I will try to stop looking at pictures of Flaco, but I’m not sure I can. I can appreciate his beauty as well as the sadness of his life and death.
I only know this:
Flaco was never free, and he was never at home, which may be the same thing.
LINKS
Josh Nathan-Katz, A Bad Omen On Fifth Avenue: contains links to the studbook.
Here’s a wonderful article about Eurasian eagle owls.
And here’s an article about the Great Horned Owl, a stealth bomber which “pound for pound and feather for feather, may be the greatest predator that has ever lived on earth”
What killed Flaco? Bruce Yolton describes the whole mess. I honestly didn’t realize how egregiously some of his savior wannabees had interfered with the Zoo’s (admittedly feeble) attempts to recapture him. I still hold them mostly responsible.
Credit for the photos: David Lei, Nan Knighton, and “Jackie UWS”
So called for their stunning wingspan, not because of any genetic affinity with eagles.
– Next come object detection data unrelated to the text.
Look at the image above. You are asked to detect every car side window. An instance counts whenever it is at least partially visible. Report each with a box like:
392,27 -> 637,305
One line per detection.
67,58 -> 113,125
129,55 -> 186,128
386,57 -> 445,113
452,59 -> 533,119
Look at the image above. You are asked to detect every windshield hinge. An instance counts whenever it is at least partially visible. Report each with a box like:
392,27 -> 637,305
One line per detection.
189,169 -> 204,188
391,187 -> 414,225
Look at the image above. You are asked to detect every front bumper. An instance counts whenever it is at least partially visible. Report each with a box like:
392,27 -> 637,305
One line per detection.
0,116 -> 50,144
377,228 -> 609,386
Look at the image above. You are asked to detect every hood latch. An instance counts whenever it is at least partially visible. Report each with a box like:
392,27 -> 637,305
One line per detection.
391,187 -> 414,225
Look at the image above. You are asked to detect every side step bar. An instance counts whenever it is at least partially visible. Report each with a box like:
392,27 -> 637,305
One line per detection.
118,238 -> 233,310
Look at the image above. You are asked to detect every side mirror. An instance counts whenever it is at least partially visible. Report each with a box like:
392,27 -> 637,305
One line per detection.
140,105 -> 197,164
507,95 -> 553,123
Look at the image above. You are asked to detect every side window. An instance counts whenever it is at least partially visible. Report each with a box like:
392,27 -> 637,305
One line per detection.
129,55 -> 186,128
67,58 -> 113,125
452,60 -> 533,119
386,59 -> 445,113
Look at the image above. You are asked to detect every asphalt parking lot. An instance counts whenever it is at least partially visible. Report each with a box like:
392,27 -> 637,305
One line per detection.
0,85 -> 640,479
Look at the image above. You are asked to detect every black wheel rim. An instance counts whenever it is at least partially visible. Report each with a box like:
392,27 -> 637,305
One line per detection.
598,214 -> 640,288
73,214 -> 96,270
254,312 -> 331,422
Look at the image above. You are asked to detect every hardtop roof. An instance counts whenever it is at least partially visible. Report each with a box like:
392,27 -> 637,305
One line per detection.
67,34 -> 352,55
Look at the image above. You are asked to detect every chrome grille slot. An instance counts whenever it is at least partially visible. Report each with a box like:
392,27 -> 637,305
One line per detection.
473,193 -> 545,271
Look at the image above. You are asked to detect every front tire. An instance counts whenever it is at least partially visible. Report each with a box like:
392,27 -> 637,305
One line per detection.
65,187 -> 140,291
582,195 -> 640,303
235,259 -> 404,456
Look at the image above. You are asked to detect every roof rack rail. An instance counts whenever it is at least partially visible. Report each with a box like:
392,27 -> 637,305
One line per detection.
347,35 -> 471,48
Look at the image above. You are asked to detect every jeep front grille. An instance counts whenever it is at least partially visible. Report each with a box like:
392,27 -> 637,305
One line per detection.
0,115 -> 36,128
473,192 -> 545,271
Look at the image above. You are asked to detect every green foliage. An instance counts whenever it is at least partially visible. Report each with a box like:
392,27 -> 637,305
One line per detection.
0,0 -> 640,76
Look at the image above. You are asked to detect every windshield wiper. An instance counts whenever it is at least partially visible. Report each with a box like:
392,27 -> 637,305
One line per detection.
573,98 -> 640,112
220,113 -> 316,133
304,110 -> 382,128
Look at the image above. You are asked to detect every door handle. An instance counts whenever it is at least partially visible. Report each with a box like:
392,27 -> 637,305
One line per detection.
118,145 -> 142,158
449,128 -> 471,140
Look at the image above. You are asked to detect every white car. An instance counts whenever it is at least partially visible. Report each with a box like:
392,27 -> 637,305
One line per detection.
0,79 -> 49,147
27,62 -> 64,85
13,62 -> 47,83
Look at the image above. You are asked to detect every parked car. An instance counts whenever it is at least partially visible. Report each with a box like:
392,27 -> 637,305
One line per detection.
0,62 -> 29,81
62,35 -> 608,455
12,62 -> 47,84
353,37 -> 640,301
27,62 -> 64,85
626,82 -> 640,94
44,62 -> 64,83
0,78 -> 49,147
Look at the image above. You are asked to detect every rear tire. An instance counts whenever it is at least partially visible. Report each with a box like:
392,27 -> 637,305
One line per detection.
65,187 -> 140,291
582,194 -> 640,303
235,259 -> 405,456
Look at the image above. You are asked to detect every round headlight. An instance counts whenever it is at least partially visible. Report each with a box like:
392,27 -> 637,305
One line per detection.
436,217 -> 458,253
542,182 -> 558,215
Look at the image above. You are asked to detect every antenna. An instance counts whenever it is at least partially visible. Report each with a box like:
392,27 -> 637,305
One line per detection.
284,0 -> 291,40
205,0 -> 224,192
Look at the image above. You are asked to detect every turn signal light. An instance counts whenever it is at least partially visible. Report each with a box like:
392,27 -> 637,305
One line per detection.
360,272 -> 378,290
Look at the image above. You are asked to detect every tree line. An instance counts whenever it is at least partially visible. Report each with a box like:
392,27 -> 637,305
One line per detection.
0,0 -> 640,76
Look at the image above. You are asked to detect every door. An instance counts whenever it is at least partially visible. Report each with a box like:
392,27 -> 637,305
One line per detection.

It’s a bit confusing.
The toxicology report isn’t available but the necropsy indicated injury not consistent with collision.
Although they probably have more in common than differences (they’re both prosperous and overwhelmingly white) the UWS and the UES couldn’t be more different in attitude and reputation. The UES is rightly associated with wealth and luxury, the UWS with settled urban professionals. The two snobbiest avenues in New York City, Fifth Avenue and Park Avenue, are on the Upper East Side. It’s where the mandarins live. The Upper East Side matron wears expensive tailored clothing, the Upper West Side matron is a dowdy shlub.
Which is exactly what happened, on February 23.
An Israeli researcher pointed out that most rat studies are garbage, because they are performed on isolated, stressed out rats, and rats are intensely social creatures.